The Pentagon’s First AI Strategy Will Focus on Near-Term Operations — and Safety
The document is intended to make commander think through the implications of their new artificial-intelligence tools.
The Defense Department will unveil a new artificial intelligence strategy perhaps as early as this week, senior defense officials told Defense One. The strategy—its first ever—will emphasize the creation and tailoring of tools for specific commands and service branches, allowing them to move into AI operations sooner rather than later.
“DOD has spent the past 50 years treating AI as a [science and technology] concern. This strategy reflects an additional imperative, which is to translate the technology into decisions and impact in operations,” said one official with direct knowledge of the strategy.
Much like the new Joint Artificial Intelligence Center, the future of military AI will take its cue from Project Maven, which applied artificial intelligence to sorting through intelligence footage. One official described Maven as “a pathfinder” but cautioned, “the strategy is much broader than one project.”
While the military has long played a key role in AI development by helping to fund the design of programs such as Apple’s Siri, the Department is preparing for its future by trying to learn from private industry — particularly “the small number of companies that do this well,” the official said. “We’ve studied their path to success and we’ve gleaned lessons from … those in industry who are on a journey to transform themselves.”
Safety First
One thing the new strategy won’t do, the official said, is alter the military’s philosophy on using autonomous systems in combat. Under a 2012 directive, a human operator must always be available to oversee and override an autonomous weapon’s actions.
Indeed, one reason the new strategy will focus on more immediate, operational applications of AI—as opposed to more theoretical applications in the far future—is to force operators and commanders to think through safety and ethical implications as they figure out what they want AI to do for them. “When you translate the tech into impact in operations, you have to think more seriously about ethics and safety,” said the official.
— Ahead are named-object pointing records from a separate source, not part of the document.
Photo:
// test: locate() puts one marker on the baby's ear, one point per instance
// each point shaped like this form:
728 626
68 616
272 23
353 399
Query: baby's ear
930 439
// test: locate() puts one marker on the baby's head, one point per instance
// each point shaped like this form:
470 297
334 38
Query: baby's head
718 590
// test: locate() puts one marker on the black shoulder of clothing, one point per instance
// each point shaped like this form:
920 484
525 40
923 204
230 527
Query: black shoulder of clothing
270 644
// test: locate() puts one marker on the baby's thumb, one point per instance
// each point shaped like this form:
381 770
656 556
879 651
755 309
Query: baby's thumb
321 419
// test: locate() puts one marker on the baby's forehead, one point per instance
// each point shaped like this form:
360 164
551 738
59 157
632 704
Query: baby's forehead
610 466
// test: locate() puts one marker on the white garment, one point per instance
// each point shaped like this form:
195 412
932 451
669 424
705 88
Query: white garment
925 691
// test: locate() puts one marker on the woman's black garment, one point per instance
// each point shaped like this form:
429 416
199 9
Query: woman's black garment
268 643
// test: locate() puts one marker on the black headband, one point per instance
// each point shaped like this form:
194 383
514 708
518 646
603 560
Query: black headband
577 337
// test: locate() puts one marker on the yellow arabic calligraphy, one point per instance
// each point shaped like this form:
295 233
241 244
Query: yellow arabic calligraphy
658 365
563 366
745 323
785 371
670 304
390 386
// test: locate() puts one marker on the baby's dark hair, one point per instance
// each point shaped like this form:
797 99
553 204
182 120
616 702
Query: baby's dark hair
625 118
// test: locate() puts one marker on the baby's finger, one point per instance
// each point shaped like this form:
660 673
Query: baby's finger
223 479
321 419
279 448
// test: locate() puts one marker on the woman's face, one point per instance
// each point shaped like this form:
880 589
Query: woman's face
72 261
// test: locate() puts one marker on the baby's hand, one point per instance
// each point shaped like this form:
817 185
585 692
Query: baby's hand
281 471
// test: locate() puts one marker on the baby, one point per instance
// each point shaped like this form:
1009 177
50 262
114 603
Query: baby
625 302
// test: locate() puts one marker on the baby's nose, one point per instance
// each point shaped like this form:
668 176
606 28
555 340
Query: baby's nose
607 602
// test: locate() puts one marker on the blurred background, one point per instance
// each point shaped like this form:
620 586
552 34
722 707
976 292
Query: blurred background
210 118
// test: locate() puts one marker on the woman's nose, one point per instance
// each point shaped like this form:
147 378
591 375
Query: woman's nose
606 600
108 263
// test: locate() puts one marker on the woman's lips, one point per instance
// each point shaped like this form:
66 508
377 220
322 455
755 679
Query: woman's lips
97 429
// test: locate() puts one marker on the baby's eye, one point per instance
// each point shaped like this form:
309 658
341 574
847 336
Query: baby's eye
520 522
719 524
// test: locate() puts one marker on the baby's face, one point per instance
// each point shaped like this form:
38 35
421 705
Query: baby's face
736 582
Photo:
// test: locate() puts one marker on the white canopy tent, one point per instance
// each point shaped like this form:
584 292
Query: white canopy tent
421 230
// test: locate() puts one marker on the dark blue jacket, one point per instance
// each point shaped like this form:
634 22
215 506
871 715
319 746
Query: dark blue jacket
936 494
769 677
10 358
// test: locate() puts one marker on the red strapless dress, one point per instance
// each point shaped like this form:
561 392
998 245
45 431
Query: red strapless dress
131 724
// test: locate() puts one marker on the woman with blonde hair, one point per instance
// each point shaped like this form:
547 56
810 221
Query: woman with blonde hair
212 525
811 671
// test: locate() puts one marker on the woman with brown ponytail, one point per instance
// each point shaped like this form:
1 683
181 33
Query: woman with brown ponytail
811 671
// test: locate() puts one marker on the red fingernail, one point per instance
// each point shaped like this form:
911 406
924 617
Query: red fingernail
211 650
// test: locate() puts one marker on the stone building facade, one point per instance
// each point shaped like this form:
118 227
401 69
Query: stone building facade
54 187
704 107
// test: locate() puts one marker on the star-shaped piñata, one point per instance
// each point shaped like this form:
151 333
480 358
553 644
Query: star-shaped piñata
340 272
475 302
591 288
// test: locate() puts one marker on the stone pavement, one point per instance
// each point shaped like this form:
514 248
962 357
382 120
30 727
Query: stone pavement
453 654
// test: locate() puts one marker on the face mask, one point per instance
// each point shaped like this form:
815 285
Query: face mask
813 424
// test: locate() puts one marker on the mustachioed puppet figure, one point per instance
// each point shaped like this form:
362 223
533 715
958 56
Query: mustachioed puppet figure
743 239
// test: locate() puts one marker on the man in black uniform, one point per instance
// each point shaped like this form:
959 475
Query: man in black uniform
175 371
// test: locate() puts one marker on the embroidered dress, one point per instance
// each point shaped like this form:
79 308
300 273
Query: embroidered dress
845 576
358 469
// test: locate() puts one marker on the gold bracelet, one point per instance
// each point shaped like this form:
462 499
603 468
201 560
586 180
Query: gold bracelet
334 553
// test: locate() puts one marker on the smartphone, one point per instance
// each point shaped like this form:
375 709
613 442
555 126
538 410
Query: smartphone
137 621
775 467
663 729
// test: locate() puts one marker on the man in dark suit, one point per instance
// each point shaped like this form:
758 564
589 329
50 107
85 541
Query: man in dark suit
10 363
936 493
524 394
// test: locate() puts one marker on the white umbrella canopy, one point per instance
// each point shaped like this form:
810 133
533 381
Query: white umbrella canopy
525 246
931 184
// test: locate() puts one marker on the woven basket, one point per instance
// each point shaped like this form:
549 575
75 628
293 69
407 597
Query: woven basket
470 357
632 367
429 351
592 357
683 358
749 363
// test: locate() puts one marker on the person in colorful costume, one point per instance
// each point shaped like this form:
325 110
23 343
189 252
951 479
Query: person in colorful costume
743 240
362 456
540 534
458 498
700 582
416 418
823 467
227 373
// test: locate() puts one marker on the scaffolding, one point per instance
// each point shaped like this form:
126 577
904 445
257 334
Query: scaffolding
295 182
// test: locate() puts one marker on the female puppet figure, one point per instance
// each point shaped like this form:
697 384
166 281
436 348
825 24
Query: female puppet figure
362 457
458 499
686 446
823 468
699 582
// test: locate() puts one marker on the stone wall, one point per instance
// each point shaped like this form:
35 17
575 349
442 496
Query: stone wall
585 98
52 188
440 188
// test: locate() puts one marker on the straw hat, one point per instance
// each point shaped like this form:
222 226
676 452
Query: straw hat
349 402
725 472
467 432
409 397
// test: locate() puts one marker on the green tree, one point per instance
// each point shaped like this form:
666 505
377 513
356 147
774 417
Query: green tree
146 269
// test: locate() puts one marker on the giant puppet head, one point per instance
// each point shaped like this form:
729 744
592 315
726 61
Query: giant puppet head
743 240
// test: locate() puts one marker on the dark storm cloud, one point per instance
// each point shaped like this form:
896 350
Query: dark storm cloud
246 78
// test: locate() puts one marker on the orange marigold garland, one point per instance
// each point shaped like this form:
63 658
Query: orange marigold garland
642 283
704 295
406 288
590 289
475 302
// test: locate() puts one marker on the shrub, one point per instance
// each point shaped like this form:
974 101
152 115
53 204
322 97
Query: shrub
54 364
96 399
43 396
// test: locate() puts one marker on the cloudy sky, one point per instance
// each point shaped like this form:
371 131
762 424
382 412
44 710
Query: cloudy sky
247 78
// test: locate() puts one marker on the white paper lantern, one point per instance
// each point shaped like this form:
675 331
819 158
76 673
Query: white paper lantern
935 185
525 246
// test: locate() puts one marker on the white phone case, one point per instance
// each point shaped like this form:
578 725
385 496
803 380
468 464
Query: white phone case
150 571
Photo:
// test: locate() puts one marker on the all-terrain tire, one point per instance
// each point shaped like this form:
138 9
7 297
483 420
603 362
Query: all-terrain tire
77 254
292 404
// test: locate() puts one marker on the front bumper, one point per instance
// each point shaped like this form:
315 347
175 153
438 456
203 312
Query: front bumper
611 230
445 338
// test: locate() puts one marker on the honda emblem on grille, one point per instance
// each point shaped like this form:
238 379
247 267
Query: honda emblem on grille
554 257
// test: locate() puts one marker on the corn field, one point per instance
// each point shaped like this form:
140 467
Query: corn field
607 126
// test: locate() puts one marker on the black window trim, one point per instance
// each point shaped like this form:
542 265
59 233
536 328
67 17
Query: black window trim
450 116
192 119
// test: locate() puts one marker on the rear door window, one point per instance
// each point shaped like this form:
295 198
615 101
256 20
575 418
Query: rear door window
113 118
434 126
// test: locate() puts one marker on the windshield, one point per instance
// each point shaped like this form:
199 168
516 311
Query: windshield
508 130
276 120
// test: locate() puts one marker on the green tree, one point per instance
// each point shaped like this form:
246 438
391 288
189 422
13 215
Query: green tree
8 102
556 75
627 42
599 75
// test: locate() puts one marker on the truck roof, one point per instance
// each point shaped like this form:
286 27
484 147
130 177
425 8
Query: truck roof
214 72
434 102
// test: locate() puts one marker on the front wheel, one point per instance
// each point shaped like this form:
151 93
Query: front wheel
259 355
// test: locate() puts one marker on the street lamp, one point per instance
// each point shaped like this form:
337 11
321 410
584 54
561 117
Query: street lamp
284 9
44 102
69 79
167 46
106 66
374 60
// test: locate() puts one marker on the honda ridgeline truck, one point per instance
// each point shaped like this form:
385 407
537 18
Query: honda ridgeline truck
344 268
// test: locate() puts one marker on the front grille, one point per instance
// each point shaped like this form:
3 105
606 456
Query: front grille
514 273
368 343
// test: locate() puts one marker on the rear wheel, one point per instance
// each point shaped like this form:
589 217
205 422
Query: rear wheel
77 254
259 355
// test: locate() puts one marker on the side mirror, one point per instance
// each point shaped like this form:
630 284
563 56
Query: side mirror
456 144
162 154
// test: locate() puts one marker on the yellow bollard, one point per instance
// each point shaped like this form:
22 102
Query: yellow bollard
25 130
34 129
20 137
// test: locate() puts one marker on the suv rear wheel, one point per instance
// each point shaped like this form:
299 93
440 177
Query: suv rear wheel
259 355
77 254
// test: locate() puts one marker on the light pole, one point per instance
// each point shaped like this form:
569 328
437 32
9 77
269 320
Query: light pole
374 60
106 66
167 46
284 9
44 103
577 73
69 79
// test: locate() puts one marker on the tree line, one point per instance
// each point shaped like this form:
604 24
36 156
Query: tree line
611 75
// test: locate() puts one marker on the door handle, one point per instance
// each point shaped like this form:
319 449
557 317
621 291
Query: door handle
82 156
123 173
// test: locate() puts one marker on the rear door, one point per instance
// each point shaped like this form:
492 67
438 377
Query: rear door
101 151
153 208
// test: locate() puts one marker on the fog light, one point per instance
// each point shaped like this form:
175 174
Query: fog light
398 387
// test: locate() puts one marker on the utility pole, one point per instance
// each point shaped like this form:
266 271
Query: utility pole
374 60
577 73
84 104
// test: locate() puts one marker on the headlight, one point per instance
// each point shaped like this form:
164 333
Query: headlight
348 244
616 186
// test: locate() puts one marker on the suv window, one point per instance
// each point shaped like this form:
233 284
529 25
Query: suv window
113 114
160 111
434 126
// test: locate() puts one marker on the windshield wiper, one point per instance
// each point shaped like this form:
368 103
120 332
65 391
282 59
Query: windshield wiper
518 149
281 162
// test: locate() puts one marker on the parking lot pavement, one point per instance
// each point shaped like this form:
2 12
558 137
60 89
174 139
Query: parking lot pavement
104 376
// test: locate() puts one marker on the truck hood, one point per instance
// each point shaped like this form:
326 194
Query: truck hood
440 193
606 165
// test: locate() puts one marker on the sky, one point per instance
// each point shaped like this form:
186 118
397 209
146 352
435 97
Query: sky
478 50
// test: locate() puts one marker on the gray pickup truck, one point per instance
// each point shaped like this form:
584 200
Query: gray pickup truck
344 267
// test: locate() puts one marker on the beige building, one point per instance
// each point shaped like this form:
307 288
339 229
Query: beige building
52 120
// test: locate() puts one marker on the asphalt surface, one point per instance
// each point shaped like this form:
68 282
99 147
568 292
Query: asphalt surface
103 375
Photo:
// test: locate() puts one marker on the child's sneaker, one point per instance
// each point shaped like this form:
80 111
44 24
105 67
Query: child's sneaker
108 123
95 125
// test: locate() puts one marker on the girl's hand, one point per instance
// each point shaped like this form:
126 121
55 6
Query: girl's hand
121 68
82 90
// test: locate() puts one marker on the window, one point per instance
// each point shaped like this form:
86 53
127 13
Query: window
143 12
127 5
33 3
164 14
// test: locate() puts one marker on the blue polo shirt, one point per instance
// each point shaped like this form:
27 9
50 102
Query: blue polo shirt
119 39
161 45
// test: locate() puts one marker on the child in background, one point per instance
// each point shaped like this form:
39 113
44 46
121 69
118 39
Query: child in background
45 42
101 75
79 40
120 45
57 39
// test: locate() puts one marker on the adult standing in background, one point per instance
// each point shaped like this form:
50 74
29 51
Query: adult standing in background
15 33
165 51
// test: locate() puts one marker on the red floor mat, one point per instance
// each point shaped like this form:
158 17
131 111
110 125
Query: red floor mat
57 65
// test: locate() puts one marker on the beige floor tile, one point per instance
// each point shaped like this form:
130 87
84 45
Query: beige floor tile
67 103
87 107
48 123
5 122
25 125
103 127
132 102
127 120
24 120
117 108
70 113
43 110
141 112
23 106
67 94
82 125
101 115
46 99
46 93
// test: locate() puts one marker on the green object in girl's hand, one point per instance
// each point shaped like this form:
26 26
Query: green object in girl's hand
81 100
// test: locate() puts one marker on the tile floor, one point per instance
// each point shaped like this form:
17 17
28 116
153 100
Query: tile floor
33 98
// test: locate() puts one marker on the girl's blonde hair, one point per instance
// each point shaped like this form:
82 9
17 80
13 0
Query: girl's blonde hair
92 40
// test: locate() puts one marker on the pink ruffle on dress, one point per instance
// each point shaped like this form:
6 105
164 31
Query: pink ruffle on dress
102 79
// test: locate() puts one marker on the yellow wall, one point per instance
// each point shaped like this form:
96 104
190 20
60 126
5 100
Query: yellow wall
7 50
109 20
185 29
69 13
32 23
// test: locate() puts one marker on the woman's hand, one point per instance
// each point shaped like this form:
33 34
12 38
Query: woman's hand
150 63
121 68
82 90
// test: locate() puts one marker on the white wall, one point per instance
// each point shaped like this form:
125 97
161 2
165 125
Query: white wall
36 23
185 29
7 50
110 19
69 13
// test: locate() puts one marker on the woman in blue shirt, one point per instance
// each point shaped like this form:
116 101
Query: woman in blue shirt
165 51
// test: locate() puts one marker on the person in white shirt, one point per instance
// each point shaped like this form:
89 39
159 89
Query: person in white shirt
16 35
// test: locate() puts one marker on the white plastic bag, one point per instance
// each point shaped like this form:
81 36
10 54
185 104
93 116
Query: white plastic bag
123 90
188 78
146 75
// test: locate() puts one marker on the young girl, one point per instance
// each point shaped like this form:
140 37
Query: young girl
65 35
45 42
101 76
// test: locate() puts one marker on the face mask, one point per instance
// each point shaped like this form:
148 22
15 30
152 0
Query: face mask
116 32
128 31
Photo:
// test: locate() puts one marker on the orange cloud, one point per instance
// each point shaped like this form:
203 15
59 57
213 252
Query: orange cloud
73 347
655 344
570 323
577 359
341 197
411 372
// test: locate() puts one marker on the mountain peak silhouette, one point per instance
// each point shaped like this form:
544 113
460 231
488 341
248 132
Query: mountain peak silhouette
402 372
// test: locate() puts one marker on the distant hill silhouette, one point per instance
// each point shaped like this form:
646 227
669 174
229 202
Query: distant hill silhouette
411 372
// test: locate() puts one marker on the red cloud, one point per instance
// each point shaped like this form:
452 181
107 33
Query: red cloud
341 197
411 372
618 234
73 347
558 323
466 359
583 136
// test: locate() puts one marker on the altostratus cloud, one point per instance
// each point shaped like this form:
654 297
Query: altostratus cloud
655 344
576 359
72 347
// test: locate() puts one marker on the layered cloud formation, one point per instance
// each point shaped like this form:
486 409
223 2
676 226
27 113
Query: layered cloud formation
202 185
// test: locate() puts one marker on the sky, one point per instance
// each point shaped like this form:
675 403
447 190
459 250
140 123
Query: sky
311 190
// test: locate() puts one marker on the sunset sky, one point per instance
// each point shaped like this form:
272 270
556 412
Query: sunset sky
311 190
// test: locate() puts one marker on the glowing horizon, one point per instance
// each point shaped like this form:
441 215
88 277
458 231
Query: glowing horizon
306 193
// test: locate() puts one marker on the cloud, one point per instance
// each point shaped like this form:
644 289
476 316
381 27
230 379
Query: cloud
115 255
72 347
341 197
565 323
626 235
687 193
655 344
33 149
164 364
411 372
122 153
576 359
Safety “is a major focus and the language [of the strategy] is very clear about how important we consider these topics.”
The Pentagon’s AI ambitions suffered a setback—or at least the appearance of one—last spring when hundreds of Google employees petitioned the company to end work on Project Maven.
Since then, the Pentagon has taken a number of steps to appease Silicon Valley employees and executives who are skeptical, or hostile to the notion of, helping the military harness AI. The department is drafting a set of ethical principles and is reaching out to academia and ethicists to help.
In December, a group of ethicists affiliated with New York University’s AI Now Institute published a white paper spelling out the reservations many programmers and technologists have with the military use of AI. "Ethical codes can only help close the AI accountability gap if they are truly built into the processes of AI development and are backed by enforceable mechanisms of responsibility that are accountable to the public interest,” it reads. One Google employee involved in the company’s Project Maven protest told Defense One that a list of ethical principles would be unlikely to persuade the individual that partnering with the military would be a good idea.
In other words, the Department still has lots of convincing to do.
The strategy will also focus on building what the official described as an AI-ready workforce. The official pointed to the success of massive open online courses (augmented by live classroom instruction) and AI boot camps such as Google’s Machine Learning Ninja camp as private-sector examples of how to quickly train people to work on machine learning. “Here again we’re looking to those companies that either succeeded in systematically transforming their workforce industry,” the official said.